Political scientist Norm Ruff says he's detected an escalation of police tactics since APEC, which he worries might be designed to keep all but hard-core activists away from these events.

"There seems to be a strategy of intimidation by the police to discourage the general public from taking part in these demonstrations," the retired University of Victoria professor says.

The fact relatively few Canadians became outraged at police behaviour at the G20 suggests we may have become numbed to these incidents, viewing them as passing aberrations, Jones says.

"My concern is that although they’re episodic; the incidents are more troubling each time," he says. "That concerns me, that we’re not paying enough attention."

Hughes says he was told his report was widely circulated within the RCMP and other B.C. police agencies and most recommendations instituted.

The success of the RCMP-led security effort for the 2010 Winter Olympics in Vancouver suggests the Mounties here absorbed those lessons, while G20 planners ignored them, says UBC Prof. Michael Byers of the Liu Institute for Global Issues and Political Science.
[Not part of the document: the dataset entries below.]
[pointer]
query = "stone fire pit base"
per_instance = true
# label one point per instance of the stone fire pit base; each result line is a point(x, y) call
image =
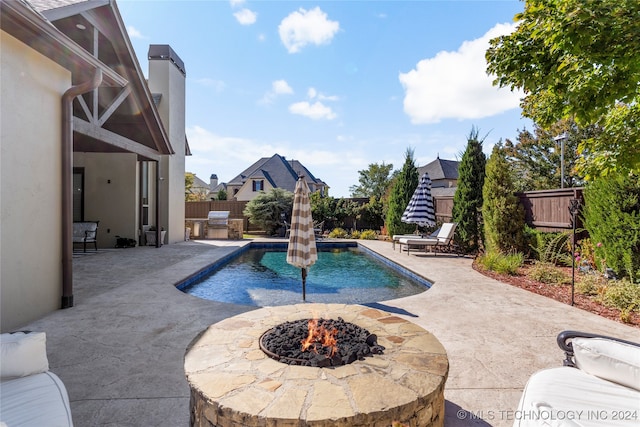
point(233, 383)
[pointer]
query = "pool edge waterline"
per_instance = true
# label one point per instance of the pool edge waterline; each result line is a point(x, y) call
point(228, 258)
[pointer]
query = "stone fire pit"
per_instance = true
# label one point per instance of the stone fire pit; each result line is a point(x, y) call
point(234, 383)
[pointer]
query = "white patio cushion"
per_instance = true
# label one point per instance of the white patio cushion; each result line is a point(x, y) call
point(569, 397)
point(609, 360)
point(35, 401)
point(23, 354)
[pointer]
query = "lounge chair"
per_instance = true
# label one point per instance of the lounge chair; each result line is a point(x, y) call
point(396, 238)
point(599, 385)
point(444, 239)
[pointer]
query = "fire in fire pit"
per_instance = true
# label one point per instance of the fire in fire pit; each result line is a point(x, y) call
point(319, 342)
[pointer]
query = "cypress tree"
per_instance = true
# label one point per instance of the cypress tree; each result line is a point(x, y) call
point(467, 200)
point(403, 187)
point(502, 213)
point(612, 218)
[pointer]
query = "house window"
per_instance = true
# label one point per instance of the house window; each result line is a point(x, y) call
point(258, 185)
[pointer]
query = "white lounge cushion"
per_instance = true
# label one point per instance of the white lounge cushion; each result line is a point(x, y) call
point(609, 360)
point(37, 400)
point(23, 354)
point(569, 397)
point(419, 241)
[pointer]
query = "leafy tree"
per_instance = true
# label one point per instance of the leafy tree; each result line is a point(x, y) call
point(373, 213)
point(323, 209)
point(536, 157)
point(191, 194)
point(467, 200)
point(502, 213)
point(373, 181)
point(612, 218)
point(264, 210)
point(578, 59)
point(403, 188)
point(347, 208)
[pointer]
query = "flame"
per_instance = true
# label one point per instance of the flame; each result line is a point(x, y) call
point(318, 334)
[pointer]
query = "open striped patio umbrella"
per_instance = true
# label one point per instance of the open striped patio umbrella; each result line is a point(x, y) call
point(420, 210)
point(302, 251)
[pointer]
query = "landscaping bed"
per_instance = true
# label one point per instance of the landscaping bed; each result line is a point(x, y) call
point(560, 292)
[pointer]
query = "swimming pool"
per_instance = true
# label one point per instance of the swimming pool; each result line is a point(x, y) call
point(259, 275)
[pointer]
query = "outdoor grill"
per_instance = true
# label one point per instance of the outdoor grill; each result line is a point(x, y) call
point(218, 225)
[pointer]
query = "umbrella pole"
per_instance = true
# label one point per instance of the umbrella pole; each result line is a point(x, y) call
point(304, 284)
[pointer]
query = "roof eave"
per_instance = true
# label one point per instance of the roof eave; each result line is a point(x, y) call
point(33, 29)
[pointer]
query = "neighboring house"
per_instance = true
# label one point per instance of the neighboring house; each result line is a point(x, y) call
point(81, 139)
point(443, 173)
point(271, 172)
point(207, 191)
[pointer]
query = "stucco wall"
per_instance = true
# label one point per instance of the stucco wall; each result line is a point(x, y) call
point(31, 87)
point(166, 78)
point(110, 189)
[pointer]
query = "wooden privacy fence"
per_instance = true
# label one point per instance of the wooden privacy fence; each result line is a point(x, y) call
point(200, 211)
point(545, 210)
point(548, 210)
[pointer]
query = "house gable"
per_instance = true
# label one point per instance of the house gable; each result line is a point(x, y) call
point(277, 171)
point(108, 119)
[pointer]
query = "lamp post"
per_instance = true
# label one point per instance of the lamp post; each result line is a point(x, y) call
point(562, 138)
point(574, 207)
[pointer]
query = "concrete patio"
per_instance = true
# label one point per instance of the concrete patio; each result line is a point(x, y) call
point(120, 349)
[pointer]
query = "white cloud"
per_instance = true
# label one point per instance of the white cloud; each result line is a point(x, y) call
point(246, 16)
point(218, 85)
point(278, 87)
point(456, 85)
point(281, 87)
point(315, 111)
point(134, 33)
point(228, 156)
point(313, 93)
point(304, 27)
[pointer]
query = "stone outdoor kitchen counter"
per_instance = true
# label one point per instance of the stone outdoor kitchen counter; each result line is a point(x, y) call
point(234, 383)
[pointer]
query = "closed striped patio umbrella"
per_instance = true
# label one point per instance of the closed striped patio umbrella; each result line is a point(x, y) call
point(302, 251)
point(420, 209)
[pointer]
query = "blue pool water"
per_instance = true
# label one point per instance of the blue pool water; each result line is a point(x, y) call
point(262, 277)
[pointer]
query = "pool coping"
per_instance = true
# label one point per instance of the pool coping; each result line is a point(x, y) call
point(205, 271)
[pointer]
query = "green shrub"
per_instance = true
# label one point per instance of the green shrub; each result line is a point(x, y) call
point(502, 212)
point(623, 295)
point(547, 272)
point(467, 200)
point(369, 235)
point(590, 284)
point(402, 189)
point(552, 248)
point(265, 209)
point(502, 263)
point(612, 218)
point(339, 233)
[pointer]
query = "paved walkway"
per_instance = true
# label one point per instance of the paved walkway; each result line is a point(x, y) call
point(120, 349)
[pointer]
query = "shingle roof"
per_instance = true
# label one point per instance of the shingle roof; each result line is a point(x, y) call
point(280, 172)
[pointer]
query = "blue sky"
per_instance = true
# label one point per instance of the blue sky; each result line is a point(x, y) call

Except for a quickly quelled vandalism rampage by the so-called Black Bloc, protesters were left pretty much alone to march within half a block of the Games’ opening ceremonies and set up a tent city downtown. There were only a handful of arrests.

"Part of it was letting the protesters go where they wanted to as long as they weren't a threat to life or property," says Byers, who advised Olympic security planners on civil liberties issues.

"The success of the police in peacefully managing protests at the Winter Olympics was something G20 organizers should have taken into account, and they quite clearly failed to do so."

Jones argues as much planning should go into the legal ramifications of events like the G20 as goes into security measures themselves. Left unchallenged, security agencies will always expand their presence, especially when the public is exhausted from warnings about terror and anarchy.

"The whole point of civil liberties is that it’s constant vigilance," Jones says. "Every time there is any security episode, we lose an increment, we get pushed back a step. We get more surveillance cameras, we get taller fences, we get a bigger security zone. At some point we have to push back as citizens."